My Story: I am one of five children and the second boy. My family are subsistence farmers and grow enough food just to feed my family. Like other boys in my community, I started herding cattle at a young age. Cattle herding is a way to make money for the payment of the bride price when a son wants to marry. My health was not the only aspect of my life to suffer when I was a herder …. I didn’t start school until I was 15 years old.
How the Young Health Programme helped me: At school I have been connected to the YHP. I have joined a health club and have taken part in meetings that are run at school by the YHP Peer Educators. I attended an Insaka which means it was a separate meeting for boys and girls to discuss health issues. At the boys’ meeting we discussed sexual and reproductive health, particularly how to care and protect ourselves from different STIs and HIV. After this we met the girls and discussed the same issues with them to learn their perspective. I am happy that I’m now able to pass this sexual reproductive health information onto my peers. Now I want to have a full education and finish grade twelve despite being older than the other students.
Before YHP: I was an alcoholic, regularly drinking large quantities and making reckless health decisions.

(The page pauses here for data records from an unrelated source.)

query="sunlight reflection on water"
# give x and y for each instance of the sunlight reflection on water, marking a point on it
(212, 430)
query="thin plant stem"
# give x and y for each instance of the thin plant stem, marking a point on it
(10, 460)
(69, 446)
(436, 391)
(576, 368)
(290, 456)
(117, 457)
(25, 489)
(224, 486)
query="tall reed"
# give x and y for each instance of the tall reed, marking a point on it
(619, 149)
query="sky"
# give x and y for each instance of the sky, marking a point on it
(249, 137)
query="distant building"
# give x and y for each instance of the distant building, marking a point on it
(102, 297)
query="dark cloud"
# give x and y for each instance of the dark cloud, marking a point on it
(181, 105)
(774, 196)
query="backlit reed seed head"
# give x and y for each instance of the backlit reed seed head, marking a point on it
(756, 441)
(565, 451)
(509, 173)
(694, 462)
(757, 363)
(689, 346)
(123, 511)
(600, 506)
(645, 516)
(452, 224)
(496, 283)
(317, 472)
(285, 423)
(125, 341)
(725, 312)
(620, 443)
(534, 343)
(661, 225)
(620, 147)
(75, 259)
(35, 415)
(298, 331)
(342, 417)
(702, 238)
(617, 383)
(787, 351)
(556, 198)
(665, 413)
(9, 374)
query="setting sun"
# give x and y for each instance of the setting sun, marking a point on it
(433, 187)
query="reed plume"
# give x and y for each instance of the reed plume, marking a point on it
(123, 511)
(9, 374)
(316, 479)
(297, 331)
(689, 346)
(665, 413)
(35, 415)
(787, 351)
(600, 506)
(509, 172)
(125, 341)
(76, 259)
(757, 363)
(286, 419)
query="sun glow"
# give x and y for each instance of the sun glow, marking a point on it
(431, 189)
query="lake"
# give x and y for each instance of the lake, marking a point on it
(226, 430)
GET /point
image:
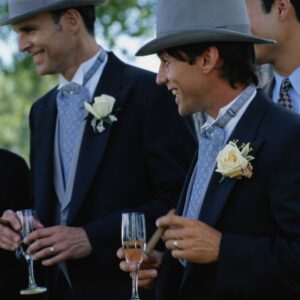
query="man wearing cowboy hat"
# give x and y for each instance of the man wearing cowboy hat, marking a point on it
(88, 165)
(236, 231)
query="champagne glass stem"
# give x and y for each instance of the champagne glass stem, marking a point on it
(30, 273)
(135, 295)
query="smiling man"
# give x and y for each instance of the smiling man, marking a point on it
(85, 176)
(236, 231)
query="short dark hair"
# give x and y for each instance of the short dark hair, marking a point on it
(88, 14)
(267, 6)
(238, 59)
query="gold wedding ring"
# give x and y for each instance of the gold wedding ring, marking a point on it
(175, 244)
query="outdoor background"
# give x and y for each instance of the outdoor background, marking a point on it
(122, 26)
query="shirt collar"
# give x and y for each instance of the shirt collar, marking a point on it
(293, 77)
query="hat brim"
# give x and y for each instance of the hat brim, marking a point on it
(48, 8)
(198, 36)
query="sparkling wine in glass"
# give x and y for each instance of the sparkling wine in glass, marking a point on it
(29, 222)
(134, 243)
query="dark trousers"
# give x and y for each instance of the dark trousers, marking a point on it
(62, 290)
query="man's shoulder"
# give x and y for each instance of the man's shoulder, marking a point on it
(281, 120)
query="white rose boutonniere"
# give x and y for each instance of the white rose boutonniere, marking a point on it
(234, 161)
(101, 110)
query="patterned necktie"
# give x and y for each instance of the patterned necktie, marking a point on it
(71, 114)
(211, 142)
(284, 98)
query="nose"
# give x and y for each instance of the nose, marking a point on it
(24, 43)
(161, 77)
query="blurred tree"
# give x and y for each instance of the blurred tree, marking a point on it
(20, 86)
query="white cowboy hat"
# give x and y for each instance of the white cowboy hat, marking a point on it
(185, 22)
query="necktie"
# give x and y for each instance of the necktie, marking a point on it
(71, 114)
(211, 142)
(284, 98)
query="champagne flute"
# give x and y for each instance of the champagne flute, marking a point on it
(29, 222)
(134, 243)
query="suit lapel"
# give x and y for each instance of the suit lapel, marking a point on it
(94, 144)
(43, 158)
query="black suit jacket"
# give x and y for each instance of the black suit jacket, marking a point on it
(15, 195)
(259, 219)
(137, 164)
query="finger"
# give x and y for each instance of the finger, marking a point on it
(121, 253)
(11, 217)
(39, 245)
(174, 244)
(54, 260)
(39, 234)
(174, 234)
(9, 243)
(179, 254)
(46, 252)
(128, 267)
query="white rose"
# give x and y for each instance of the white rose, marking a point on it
(231, 163)
(101, 107)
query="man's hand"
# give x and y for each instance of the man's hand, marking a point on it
(190, 239)
(148, 270)
(56, 244)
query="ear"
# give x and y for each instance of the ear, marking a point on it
(71, 21)
(209, 60)
(282, 7)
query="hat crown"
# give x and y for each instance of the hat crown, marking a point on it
(174, 16)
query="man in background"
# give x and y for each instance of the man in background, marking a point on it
(279, 20)
(92, 159)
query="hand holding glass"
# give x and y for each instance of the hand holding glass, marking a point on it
(134, 243)
(29, 222)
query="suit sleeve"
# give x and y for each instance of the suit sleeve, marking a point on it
(269, 266)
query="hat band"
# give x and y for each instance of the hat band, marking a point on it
(241, 28)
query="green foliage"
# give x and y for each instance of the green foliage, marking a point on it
(20, 85)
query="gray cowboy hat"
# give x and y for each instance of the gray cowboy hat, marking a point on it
(19, 10)
(185, 22)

My Story: Before YHP I didn’t know about sexually transmitted infections and their dangers. I didn’t think or care about having unprotected sex.

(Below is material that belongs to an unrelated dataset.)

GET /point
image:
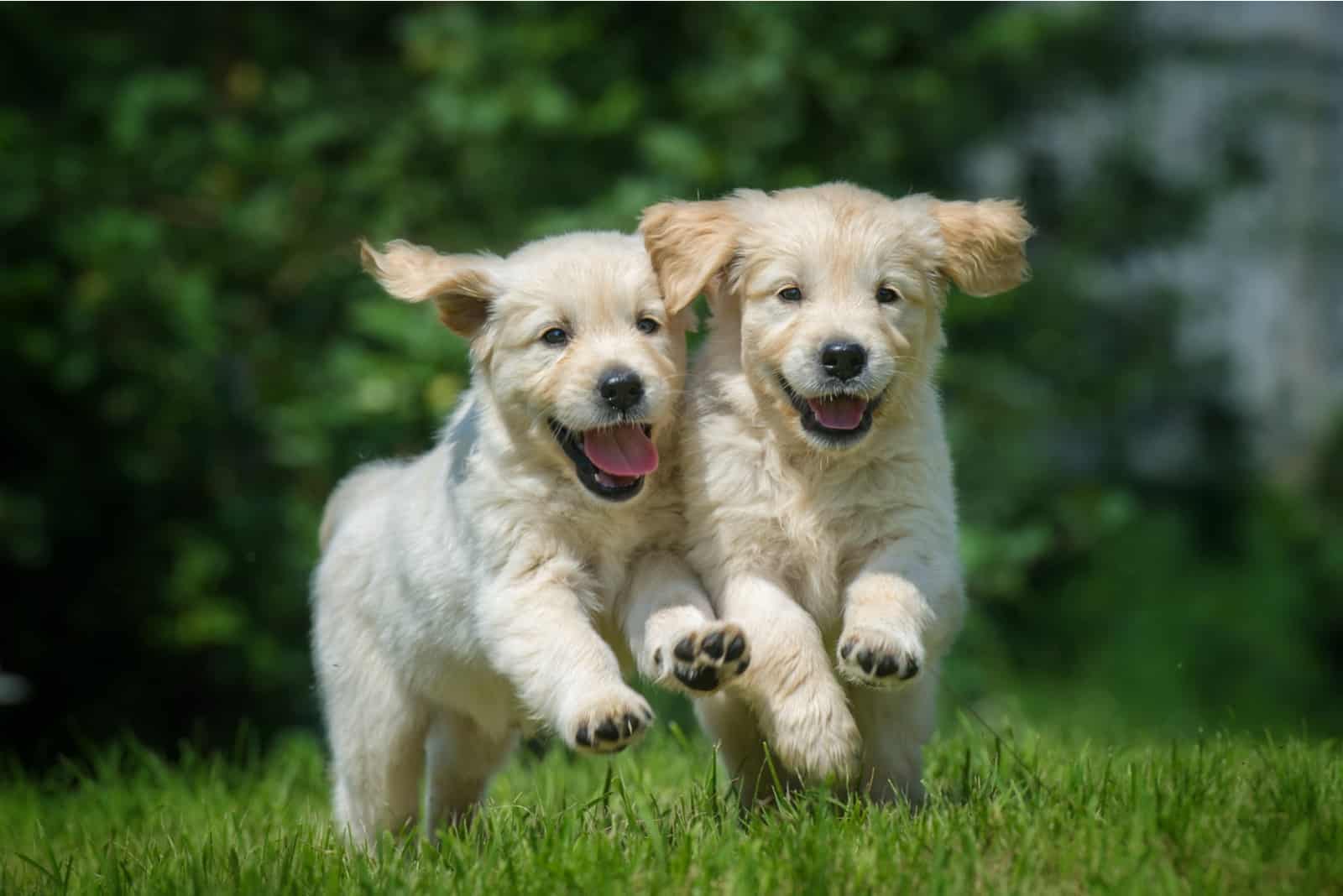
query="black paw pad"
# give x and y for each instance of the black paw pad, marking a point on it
(736, 649)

How the Young Health Programme helped me: Through training to be a YHP Peer Educator, I learnt about sexual reproductive health and also about the health impact of alcohol abuse. I acquired a lot of information which has changed my way of life; moving from a risky, careless life to a sober and proactive one. I stopped drinking alcohol and focused on more positive activities. I spend most of my time at the health centre working to save other lives because of the great benefit I have experienced through YHP. I am able to talk to my friends about the importance of sexual health and encourage them to visit the health centre whenever they have a problem. Now I can happily say I know a good and bad way of living. My ambition is to work in the health sector. One day I would like to be able to manage a project like YHP myself.
Key risk factors include being sexually active at a young age; unprotected sex leading to sexually transmitted infections and HIV; harmful traditional practices such as child marriage and sexual initiation; lack of access to information or health services; a cultural silence around issues of sexuality and high rates of early pregnancy.

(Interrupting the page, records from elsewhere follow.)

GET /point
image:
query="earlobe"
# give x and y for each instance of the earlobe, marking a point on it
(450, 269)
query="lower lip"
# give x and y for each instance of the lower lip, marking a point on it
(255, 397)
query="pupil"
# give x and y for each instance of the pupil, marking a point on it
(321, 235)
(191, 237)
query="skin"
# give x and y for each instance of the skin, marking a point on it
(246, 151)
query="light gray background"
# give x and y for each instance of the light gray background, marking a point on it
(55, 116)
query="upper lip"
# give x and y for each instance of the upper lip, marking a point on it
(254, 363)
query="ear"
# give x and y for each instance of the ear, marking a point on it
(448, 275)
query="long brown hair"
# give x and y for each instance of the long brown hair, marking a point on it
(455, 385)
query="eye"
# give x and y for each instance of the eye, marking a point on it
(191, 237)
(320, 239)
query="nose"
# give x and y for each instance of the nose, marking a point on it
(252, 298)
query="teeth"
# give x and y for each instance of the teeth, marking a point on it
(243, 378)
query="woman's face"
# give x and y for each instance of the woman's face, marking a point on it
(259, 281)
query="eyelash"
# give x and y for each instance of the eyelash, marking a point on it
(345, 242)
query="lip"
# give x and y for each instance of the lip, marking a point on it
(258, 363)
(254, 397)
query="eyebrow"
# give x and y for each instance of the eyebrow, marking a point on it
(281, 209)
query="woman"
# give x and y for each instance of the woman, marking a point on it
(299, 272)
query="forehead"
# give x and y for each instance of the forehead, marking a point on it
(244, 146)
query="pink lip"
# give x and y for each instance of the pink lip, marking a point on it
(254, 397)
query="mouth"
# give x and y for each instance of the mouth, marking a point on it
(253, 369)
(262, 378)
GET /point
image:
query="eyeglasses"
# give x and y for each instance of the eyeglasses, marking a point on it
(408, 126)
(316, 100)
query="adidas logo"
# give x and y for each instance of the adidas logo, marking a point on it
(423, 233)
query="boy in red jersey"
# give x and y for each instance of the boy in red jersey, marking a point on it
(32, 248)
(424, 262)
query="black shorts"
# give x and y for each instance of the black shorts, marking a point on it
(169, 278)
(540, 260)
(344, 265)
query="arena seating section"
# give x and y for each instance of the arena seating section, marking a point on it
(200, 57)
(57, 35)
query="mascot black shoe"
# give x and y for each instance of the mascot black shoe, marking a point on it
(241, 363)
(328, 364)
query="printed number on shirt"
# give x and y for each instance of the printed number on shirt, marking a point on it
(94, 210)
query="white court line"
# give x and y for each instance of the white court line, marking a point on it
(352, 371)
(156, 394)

This young population is further affected by the significant impact of HIV, where many have to assume responsibilities to provide and care for their families and grow up with little parental guidance and support.
Our Local Partner
The Programme was implemented on the ground by Plan Zambia with the Planned Parenthood Association of Zambia (PPAZ).
PPAZ is a Zambian non-governmental organisation (NGO) which has existed since 1972 with the aim of advancing the cause of sexual and reproductive health in Zambia. PPAZ's vision is a society in which all people in Zambia enjoy equal sexual and reproductive health and rights (SRHR) and have access to quality and affordable SRHR information and services.